1. Course Orientation and Comparative Method
How This Course Works
This course studies Sikhi within the academic field known as the comparative study of religion. The method, associated with scholars such as W. H. McLeod, asks us to describe a tradition accurately from its own sources, to set it honestly beside other traditions, and to note both what is shared and what is distinctive (McLeod 1989). The goal is understanding, not ranking.

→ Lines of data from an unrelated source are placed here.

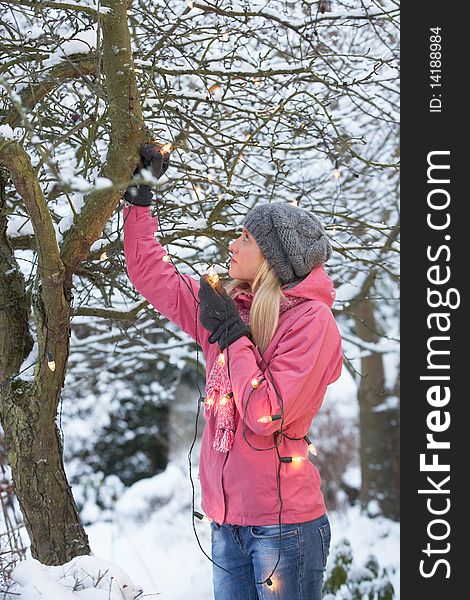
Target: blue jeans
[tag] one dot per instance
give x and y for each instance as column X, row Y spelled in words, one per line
column 251, row 552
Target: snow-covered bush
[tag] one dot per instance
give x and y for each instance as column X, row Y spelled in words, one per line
column 82, row 578
column 345, row 581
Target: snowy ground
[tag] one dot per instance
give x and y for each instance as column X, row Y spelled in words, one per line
column 149, row 536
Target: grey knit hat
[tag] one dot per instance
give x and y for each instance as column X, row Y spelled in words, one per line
column 291, row 238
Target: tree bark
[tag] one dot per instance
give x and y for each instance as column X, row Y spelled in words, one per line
column 28, row 409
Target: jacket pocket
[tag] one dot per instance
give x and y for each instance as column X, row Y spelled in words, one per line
column 325, row 536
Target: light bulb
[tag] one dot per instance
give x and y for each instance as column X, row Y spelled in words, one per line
column 269, row 418
column 213, row 277
column 50, row 361
column 295, row 459
column 214, row 89
column 312, row 449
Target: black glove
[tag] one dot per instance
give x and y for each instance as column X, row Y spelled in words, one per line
column 219, row 314
column 150, row 158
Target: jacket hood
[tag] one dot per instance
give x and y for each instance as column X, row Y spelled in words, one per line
column 317, row 285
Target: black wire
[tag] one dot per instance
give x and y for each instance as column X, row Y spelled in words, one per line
column 277, row 433
column 197, row 417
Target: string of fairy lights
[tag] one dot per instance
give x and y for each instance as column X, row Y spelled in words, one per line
column 255, row 383
column 208, row 401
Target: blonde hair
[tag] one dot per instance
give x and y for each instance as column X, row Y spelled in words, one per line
column 264, row 312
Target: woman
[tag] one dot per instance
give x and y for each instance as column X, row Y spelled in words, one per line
column 272, row 347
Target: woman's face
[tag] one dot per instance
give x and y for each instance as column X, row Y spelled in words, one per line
column 246, row 258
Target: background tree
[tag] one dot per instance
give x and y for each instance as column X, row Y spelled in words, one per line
column 261, row 102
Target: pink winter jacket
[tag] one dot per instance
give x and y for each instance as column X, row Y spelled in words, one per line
column 304, row 357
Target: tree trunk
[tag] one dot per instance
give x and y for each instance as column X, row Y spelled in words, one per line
column 379, row 429
column 28, row 410
column 35, row 455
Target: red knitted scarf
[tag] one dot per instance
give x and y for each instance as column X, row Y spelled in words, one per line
column 219, row 398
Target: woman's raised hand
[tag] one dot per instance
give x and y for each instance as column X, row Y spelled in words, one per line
column 154, row 158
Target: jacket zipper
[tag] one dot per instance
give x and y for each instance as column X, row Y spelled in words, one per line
column 223, row 491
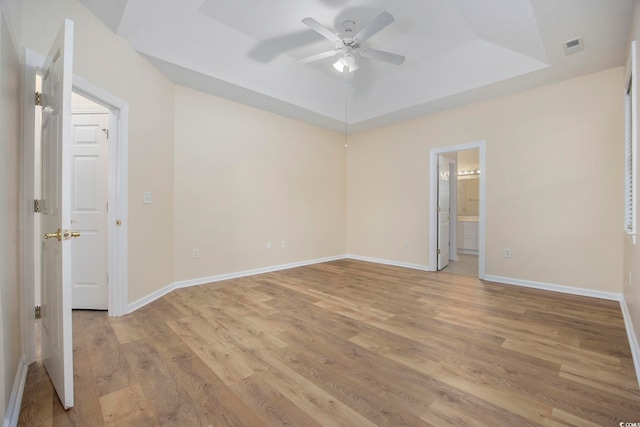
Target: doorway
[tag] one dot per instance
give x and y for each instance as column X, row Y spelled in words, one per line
column 116, row 196
column 466, row 229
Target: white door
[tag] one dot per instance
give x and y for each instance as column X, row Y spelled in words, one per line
column 443, row 212
column 57, row 347
column 89, row 210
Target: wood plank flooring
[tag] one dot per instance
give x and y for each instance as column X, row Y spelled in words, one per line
column 348, row 343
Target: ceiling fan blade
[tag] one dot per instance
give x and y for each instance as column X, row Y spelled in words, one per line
column 317, row 57
column 381, row 21
column 381, row 55
column 321, row 29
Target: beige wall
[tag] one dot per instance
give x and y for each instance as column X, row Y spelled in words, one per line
column 109, row 62
column 10, row 146
column 631, row 269
column 244, row 177
column 553, row 183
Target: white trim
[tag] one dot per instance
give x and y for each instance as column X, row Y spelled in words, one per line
column 390, row 262
column 631, row 335
column 433, row 200
column 228, row 276
column 13, row 410
column 150, row 298
column 31, row 63
column 118, row 192
column 88, row 109
column 118, row 197
column 469, row 252
column 612, row 296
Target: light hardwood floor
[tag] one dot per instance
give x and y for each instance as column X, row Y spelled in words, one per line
column 348, row 343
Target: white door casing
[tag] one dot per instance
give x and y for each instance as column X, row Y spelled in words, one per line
column 89, row 163
column 434, row 154
column 444, row 213
column 57, row 346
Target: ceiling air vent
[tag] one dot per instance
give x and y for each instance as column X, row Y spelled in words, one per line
column 573, row 46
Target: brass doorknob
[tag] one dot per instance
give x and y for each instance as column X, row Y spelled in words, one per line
column 57, row 235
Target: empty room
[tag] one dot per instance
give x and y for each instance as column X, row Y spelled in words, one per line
column 319, row 213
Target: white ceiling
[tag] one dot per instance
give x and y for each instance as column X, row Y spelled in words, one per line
column 457, row 51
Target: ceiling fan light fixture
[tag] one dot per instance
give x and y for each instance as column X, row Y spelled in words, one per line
column 347, row 61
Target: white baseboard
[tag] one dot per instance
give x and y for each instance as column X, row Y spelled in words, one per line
column 13, row 410
column 612, row 296
column 150, row 298
column 390, row 262
column 270, row 269
column 228, row 276
column 631, row 335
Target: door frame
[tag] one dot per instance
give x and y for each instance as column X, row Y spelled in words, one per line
column 117, row 196
column 433, row 199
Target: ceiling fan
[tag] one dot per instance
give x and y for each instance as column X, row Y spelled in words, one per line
column 350, row 44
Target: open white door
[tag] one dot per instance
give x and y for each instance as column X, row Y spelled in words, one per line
column 57, row 347
column 444, row 213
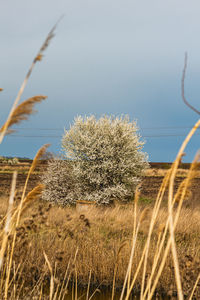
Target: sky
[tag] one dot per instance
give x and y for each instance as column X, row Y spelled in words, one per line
column 108, row 57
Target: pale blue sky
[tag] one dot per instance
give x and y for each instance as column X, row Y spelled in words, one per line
column 108, row 56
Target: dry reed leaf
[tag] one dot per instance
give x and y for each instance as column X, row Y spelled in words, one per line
column 22, row 112
column 35, row 193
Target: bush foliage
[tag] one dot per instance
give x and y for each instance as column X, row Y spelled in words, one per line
column 105, row 158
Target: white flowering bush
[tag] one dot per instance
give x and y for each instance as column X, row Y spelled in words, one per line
column 106, row 162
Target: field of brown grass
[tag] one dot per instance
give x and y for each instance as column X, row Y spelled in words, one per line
column 96, row 243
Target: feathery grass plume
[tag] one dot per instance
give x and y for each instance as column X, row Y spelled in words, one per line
column 39, row 154
column 21, row 90
column 7, row 224
column 22, row 112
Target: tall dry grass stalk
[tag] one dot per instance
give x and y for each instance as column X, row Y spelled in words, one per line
column 37, row 58
column 52, row 277
column 21, row 112
column 8, row 219
column 170, row 225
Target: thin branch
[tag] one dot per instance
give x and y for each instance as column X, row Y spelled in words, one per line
column 183, row 87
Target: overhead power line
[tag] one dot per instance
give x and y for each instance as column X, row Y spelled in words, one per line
column 142, row 128
column 59, row 136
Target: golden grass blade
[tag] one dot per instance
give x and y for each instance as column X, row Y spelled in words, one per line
column 88, row 287
column 34, row 163
column 194, row 288
column 36, row 160
column 22, row 112
column 115, row 268
column 134, row 240
column 21, row 90
column 52, row 279
column 7, row 224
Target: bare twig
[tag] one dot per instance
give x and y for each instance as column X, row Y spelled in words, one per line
column 183, row 87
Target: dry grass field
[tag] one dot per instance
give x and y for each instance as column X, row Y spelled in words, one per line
column 95, row 245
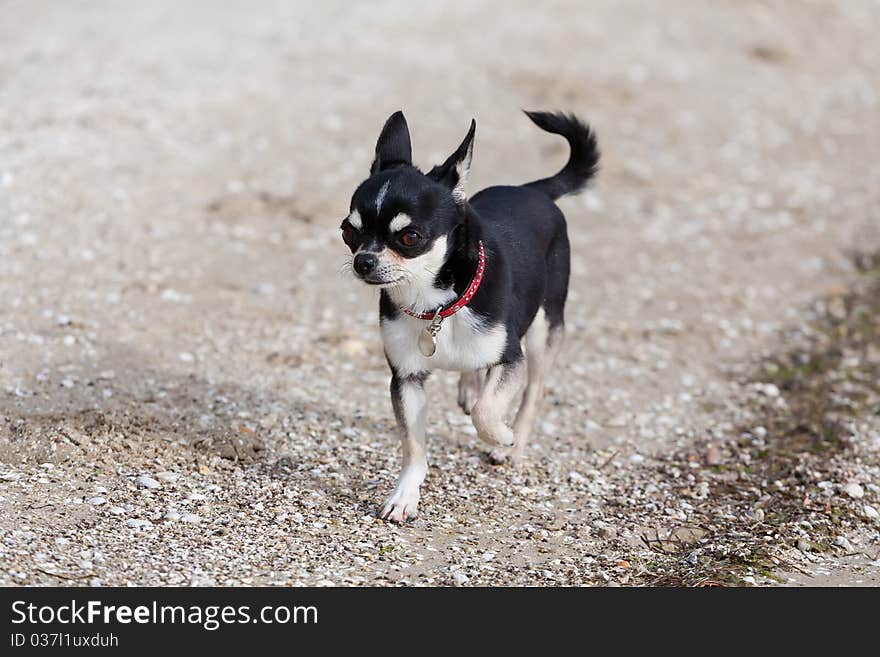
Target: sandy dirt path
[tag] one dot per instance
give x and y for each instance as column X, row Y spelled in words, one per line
column 171, row 183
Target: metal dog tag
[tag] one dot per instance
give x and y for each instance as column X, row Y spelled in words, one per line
column 428, row 337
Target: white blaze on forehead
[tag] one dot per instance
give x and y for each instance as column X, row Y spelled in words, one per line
column 380, row 197
column 399, row 222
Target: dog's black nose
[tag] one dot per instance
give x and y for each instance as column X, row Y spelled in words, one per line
column 364, row 263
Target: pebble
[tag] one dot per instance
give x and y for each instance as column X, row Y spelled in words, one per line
column 843, row 542
column 146, row 482
column 138, row 524
column 854, row 490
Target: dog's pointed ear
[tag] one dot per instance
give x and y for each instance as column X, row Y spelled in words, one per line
column 394, row 147
column 453, row 172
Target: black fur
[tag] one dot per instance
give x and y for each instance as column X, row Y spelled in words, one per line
column 522, row 229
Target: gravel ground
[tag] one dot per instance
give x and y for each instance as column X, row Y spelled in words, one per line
column 191, row 393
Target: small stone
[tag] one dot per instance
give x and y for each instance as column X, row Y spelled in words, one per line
column 843, row 542
column 576, row 477
column 139, row 524
column 146, row 482
column 770, row 389
column 713, row 455
column 854, row 490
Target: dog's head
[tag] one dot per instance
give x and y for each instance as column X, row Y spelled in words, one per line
column 403, row 223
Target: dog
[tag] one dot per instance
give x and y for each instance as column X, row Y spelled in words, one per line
column 472, row 285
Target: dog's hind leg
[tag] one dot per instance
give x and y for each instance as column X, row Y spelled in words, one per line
column 542, row 344
column 503, row 383
column 469, row 386
column 410, row 409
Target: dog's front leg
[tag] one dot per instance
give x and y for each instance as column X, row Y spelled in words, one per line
column 410, row 409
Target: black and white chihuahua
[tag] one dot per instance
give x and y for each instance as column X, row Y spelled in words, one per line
column 466, row 285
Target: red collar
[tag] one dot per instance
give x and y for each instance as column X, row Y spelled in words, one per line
column 463, row 300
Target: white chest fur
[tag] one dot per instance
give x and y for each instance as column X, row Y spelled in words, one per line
column 464, row 343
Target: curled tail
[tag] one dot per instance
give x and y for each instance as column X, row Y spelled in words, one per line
column 583, row 163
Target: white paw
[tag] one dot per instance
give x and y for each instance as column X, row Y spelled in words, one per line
column 469, row 387
column 402, row 505
column 499, row 436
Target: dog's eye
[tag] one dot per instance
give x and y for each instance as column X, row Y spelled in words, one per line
column 409, row 238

Two habits guide every lesson. First, we learn each tradition as its own followers understand it, avoiding caricature. Second, we keep Sikhi's distinctiveness in clear view; comparison should illuminate a tradition, never dissolve it into its neighbors. We will note the Sant and Bhakti context in which Sikhi emerged, but only as neutral historical background (Singh and Fenech 2014).
Table of Contents
| Lesson | Focus |
|---|---|
| 1. Course Orientation and Comparative Method | Aims, method, and reverent neutrality |
| 2. Ik Onkar: The Sikh Vision of One Formless Reality | The Mool Mantar and Sikh theology of the One |
| 3. Shared Ground With Other Faiths | Genuine common commitments |
| 4. Distinctive Emphases: Where Sikhi Differs | Form, incarnation, ritual, final aim |
| 5. Caste, Asceticism, and the Householder Ideal | Equality and engaged spiritual life |
| 6. Pluralism, the Bhagats, and Interfaith Dialogue | Sikhi's open yet distinct posture, and misconceptions cleared |
A Note on Respect
Every tradition discussed here, including Sikhi, is held by living people for whom it is precious. We approach all of them with reverence, and we approach Sikhi on its own terms as an independent revelation with its own scripture, theology, and institutions (Nikky-Guninder Kaur Singh 2011).